3. Ancora inammissibili, in quanto generiche e manifestamente infondate, sono le deduzioni relative all'insussistenza del delitto di diffamazione sotto i profili oggettivo e soggettivo.


3.1 Invero, in punto di derivazione dal fatto ascritto agli odierni imputati dell'offesa alla reputazione del R., difetta nuovamente nel ricorso un reale confronto con la sentenza impugnata.
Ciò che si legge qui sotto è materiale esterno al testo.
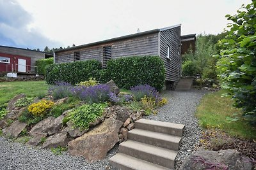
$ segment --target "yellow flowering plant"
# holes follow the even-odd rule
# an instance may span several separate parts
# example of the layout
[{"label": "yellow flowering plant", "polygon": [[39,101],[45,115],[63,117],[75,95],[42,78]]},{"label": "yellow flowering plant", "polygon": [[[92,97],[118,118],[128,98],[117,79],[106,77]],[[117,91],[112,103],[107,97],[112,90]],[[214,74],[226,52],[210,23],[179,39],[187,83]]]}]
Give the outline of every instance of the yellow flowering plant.
[{"label": "yellow flowering plant", "polygon": [[30,104],[28,110],[34,116],[42,116],[46,115],[54,105],[54,103],[51,101],[42,100]]}]

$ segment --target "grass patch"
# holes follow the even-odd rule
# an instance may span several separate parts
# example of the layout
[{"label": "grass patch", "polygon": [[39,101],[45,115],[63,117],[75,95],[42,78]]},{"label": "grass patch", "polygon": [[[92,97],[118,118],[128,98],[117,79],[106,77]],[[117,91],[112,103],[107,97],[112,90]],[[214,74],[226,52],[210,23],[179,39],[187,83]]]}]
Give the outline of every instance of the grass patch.
[{"label": "grass patch", "polygon": [[47,93],[45,81],[13,81],[0,83],[0,107],[14,96],[24,93],[27,97],[42,96]]},{"label": "grass patch", "polygon": [[204,96],[195,113],[201,126],[206,129],[218,128],[234,137],[256,139],[255,128],[244,121],[241,117],[235,122],[227,119],[234,115],[239,117],[242,112],[232,106],[233,101],[230,97],[221,97],[224,92],[221,90]]}]

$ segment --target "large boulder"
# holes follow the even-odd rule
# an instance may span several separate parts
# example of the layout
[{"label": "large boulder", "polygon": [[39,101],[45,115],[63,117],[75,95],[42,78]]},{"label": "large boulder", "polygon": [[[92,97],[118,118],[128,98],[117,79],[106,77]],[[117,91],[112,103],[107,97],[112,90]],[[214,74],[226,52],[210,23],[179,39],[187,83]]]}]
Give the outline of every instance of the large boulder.
[{"label": "large boulder", "polygon": [[62,119],[64,115],[60,115],[56,118],[49,117],[37,123],[29,131],[29,134],[36,136],[38,134],[54,134],[58,132],[62,127]]},{"label": "large boulder", "polygon": [[17,138],[26,127],[27,124],[17,120],[13,122],[10,126],[3,129],[3,132],[5,135]]},{"label": "large boulder", "polygon": [[236,150],[198,150],[184,160],[180,170],[252,169],[252,167]]},{"label": "large boulder", "polygon": [[61,132],[55,134],[47,138],[45,142],[43,143],[42,147],[43,148],[56,148],[58,146],[67,146],[68,142],[70,141],[67,132],[67,128]]},{"label": "large boulder", "polygon": [[106,157],[107,153],[119,141],[118,132],[123,122],[109,118],[83,136],[70,141],[68,152],[83,156],[89,162]]},{"label": "large boulder", "polygon": [[115,83],[113,80],[111,80],[107,82],[106,85],[108,85],[110,89],[110,92],[115,93],[115,94],[118,94],[120,93],[120,89],[116,84]]},{"label": "large boulder", "polygon": [[24,98],[25,97],[26,97],[26,95],[24,94],[20,94],[16,96],[13,98],[12,98],[12,99],[8,102],[7,108],[6,108],[7,111],[11,111],[12,110],[13,110],[14,109],[14,108],[15,107],[15,103],[19,99],[20,99],[21,98]]}]

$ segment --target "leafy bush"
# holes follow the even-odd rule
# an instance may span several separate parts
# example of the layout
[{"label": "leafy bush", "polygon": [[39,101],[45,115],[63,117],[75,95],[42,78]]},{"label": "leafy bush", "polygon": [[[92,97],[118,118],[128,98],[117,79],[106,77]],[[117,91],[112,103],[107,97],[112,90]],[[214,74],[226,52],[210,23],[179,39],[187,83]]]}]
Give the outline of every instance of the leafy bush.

Quest'ultima, difatti, nel confermare la decisione assunta sul punto dal Tribunale, ha con motivazione logica e congrua posto in luce come alla falsa notizia riportata nell'articolo di cui si tratta dovesse riconoscersi un'accentuata attitudine lesiva dell'onore della persona offesa, essendo la stessa idonea a ingenerare l'erroneo convincimento di una recidivanza del R. in un reato per cui all'epoca era intervenuta solo una condanna in primo grado, seguita da una sospensione cautelativa dalle funzioni ad opera del C.S.M..


3.2 Con riguardo all'elemento soggettivo, non coglie nel segno quanto sostenuto dai ricorrenti sulla necessità di valorizzare la continenza espressiva quale indicatore dell'assenza di dolo in capo al D.V.. E difatti, secondo quanto costantemente ribadito dalla giurisprudenza di legittimità, perchè possa ritenersi sussistente il dolo del delitto di diffamazione non è necessaria la presenza dell'animus diffamandi, inteso come intenzione di offendere la reputazione del soggetto passivo, essendo sufficiente la consapevolezza di formulare giudizi o utilizzare parole oggettivamente lesivi di tale bene giuridico (Sez. 5, n. 4364/2013 del 12/12/2012, Arcadi, Rv. 254390).


Pertanto, una volta esclusa la rilevanza della continenza stessa ai fini del riconoscimento della scriminante del diritto di critica, essendo assorbente in proposito il rilevato difetto del requisito del carattere veritiero della notizia, la consapevole e volontaria pubblicazione di un dato storico non riscontrato e non ragionevolmente desumibile da alcun atto a disposizione del giornalista e oggettivamente idoneo a ledere la reputazione della persona offesa, deve ritenersi sufficiente all'integrazione della fattispecie anche sul piano del coefficiente psicologico.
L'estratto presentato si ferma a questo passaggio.